Q. How does your office and the mandatory training help lower sexual abuse?

If individuals seeking to serve in youth programs are aware of the University’s standards around behavior, know a background check will be performed, and training provided to all program staff, some will self-select out of the application process. For those with ill intentions who make it through these gates, prevention standards like our Code of Conduct for Minors Protection found in our Resource Library and in the University’s Protection of Minors and Reporting Abuse Policy (HRM-050) set the stage for appropriate and not appropriate behavior and educate/empower people to identify and report. Training combined with other tools like background checks are powerful ways to reduce the likelihood of abuse and increase the likelihood of reporting.

Q. Who needs to take youth protection training?

Anyone who works or volunteers in a “covered program” with children at UVA; that is, a program where children are placed directly under their care here. The training expires every two years. If someone has taken training that is not yet expired, I would still highly encourage them to complete the updated course because it presents new material and balances information about protecting the child and the program staff member. It takes multiple exposures to training and information to remember it all. Everyone is invited to take this training by contacting the Office of Youth Protection at youthprotection@virginia.edu.

Q. How will you measure success?

First, we will see an increase in disclosures and reporting. Reporting is not only limited to what we see on television shows or hear about in the news where someone calls child protective services. It’s people having the right conversations to say, “here’s what I saw and I’m concerned,” or “this happened and it made me uneasy.” While none of us wants to see that increase, we want people to talk openly about this. One of the functions of my role is to visit programs as they are operating and see them in action. If we are successful, we will see a cultural change – a broader understanding of what is acceptable when working with youth, noticeable differences in how people conduct themselves, and how program directors and staff talk with one another and hold one another accountable. Our programs already operate with a high level of integrity, and I’m excited to equip them with the tools to continue to do great work!

Q. How would my report or expression of concern about a behavior change anything?

When people speak up, share honest concerns, or when multiple reports are made, it allows program directors or authorities to look at the bigger picture of what is happening and provide support where needed.

Q. What has changed about child sexual abuse over the past years?

We talk about it more as a society than we did when I started in the industry ten years ago. For example, parents talk about bodily anatomy with their children more frequently than before. Topics like LGBTQ+ identifying youth are more frequently heard. Resources around peer-to-peer abuse are more readily available. Even hearing the word “consensual” in social media or at the lunch table in a high school between a group of students is more common. 

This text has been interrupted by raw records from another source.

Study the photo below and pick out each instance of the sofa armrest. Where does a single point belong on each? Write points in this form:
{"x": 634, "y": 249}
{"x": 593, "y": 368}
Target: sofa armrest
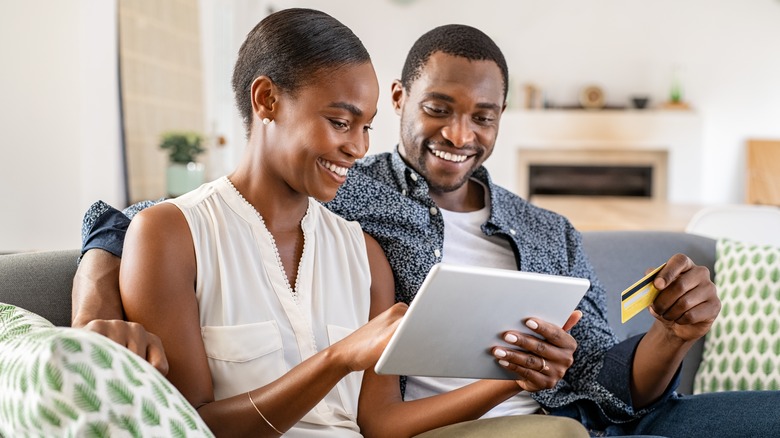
{"x": 40, "y": 282}
{"x": 620, "y": 258}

Q. What keeps you motivated in your job?

We want the parents of children participating in programs at the University to know what they should expect regarding the safety of their children when they are in our care. We want families to have positive experiences in our programs and for these programs to have a lasting legacy here at the University. At the end of the day, I think about it in terms of the life of a child. They deserve the same level of respect, dignity, and care here as at any other youth program across the country.